Satu Islam Untuk Semua

Monday, 11 September 2017

TASAWUF – Tersipu dengan Amal Baik Diri Sendiri


heart midical

islamindonesia.id – TASAWUF – Tersipu dengan Amal Baik Diri Sendiri

 

Dalam kamus bahasa Indonesia, ujub diartikan sebagai rasa bangga atau sombong. Dalam istilah akhlak-sufistik, sejumlah ahli hikmah menyebut ujub sebagai tindakan memperbesar-besar suatu perbuatan baik, perasaan puas dan senang dengannya, tersipu dan terkesima dengan perbuatan baik dirinya, dan merasa dirinya terbebas dari seluruh kekurangan  dalam perbuatan baik itu.

Namun sebaliknya, seorang yang merasakan kenikmatan dan kesenangan ketika melakukan perbuatan baik yang disertai dengan rasa rendah diri dan syukur kepada Allah atas taufik-Nya dalam keberhasilannya berbuat kebaikan, serta memohon kepada-Nya untuk menambah taufik baginya di waktu mendatang, bukan termasuk ujub, melainkan sifat yang terpuji.
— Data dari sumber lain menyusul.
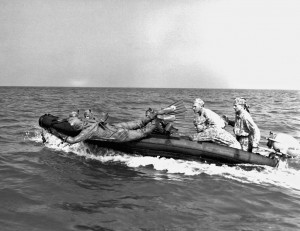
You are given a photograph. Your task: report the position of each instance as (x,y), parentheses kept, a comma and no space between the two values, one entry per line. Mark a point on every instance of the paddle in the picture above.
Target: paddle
(173,109)
(274,151)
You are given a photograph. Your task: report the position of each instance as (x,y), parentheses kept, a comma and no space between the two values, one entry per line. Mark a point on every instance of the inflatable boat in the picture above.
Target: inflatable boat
(177,147)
Ahli hikmah Syekh Baha’uddin Al Alami, misalnya, berkata, ”Tak ada keraguan bahwa ketika seseorang melakukan perbuatan baik, seperti berpuasa dan salat malam, ia akan merasakan semacam kenikmatan dan kesenangan. Kenikmatan dan kesenangan itu bukan ujub – jika ia timbul dari persasaan bahwa Allah Yang Mahakuasa telah melimpahkan pemberian dan nikmat kepadanya berupa (dorongan untuk) melakukan perbuatan baik, sementara ia merasa khawatir akan keurangan dalam perbuatannya, cemas akan hilangnya nikmat itu dan memohon kepada Allah untuk terus memberinya tambahan nikmat.”

Dalam pandangan lain, contoh yang telah disebut di atas – salat dan puasa – diperjelas lagi bahwa yang bersentuhan dengan sifat ujub ialah perbuatan baik atau buruk, baik dari aspek lahiriah maupun batin. Sebab, selain memengaruhi perbuatan lahiriah, ujub juga memengaruhi perbuatan batiniah (mental dan spritual) seseorang.  Seperti halnya orang baik yang dapat berujub dengan amal baiknya, orang buruk juga dapat mengagumi perbuatan buruknya.
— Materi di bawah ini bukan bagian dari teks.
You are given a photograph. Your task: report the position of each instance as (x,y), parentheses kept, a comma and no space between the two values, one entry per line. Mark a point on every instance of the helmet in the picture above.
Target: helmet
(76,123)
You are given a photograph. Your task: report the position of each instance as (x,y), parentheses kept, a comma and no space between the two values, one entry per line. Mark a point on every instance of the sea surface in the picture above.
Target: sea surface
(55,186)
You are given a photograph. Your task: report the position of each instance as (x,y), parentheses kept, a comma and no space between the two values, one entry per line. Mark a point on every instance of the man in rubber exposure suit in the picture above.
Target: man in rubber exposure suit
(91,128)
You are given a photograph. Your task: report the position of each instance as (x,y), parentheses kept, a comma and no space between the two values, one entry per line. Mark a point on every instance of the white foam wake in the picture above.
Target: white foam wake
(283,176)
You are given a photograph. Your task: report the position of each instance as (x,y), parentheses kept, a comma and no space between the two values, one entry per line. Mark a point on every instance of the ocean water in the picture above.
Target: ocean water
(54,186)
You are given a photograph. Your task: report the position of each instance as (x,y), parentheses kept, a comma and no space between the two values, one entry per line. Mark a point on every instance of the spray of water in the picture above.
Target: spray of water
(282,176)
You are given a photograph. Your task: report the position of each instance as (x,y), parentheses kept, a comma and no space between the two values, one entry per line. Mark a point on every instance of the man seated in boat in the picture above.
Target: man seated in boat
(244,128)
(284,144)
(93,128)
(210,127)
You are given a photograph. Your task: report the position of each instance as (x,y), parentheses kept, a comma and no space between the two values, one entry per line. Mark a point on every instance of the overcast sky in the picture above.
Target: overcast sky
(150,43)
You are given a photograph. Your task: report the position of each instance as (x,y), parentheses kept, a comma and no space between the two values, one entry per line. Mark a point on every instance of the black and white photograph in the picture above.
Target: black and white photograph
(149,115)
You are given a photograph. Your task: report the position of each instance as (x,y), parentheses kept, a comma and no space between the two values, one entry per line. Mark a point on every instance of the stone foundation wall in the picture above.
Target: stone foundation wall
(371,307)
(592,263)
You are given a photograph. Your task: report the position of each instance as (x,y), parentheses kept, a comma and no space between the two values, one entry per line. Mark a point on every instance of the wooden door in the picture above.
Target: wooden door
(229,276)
Karena itu, dalam ilmu akhlak, ujub memiliki beberapa derajat. Derajat pertama, ujub dengan keimanan terhadap ajaran-ajaran yang benar; lawannya ujub dengan kekufuran, kemusyrikan. Derajat kedua, ujub dengan sifat-sifat baik yang lawannya ujub dengan sifat-sifat buruk. Derajat ketiga, ujub dengan perbuatan-perbuatan baik yang lawannya kagum atas perbutan-perbuatannya yang jahat.
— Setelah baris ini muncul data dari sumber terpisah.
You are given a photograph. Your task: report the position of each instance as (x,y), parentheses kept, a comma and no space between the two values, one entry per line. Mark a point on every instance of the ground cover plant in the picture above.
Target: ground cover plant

Ahli hikmah lainnya seperti Sayyid Al Ridha berkata, di antara tingkatan ujub ialah ketika sifat buruk seorang tampak baik baginya. Ia menganggapnya sebagai amal baik dan memuji dirinya, membayangkan bahwa ia telah melakukan perbuatan-perbuatan baik. Tingkatan ujub lainnya tampak pada manusia yang beriman kepada Allah dan ia berpikir telah menguntungkan Allah, sehingga ia mengungkit-ungkit kebaikan di hadapan Allah padahal Allah-lah yang berbuat baik kepadanya (dengan memberinya keimanan itu).”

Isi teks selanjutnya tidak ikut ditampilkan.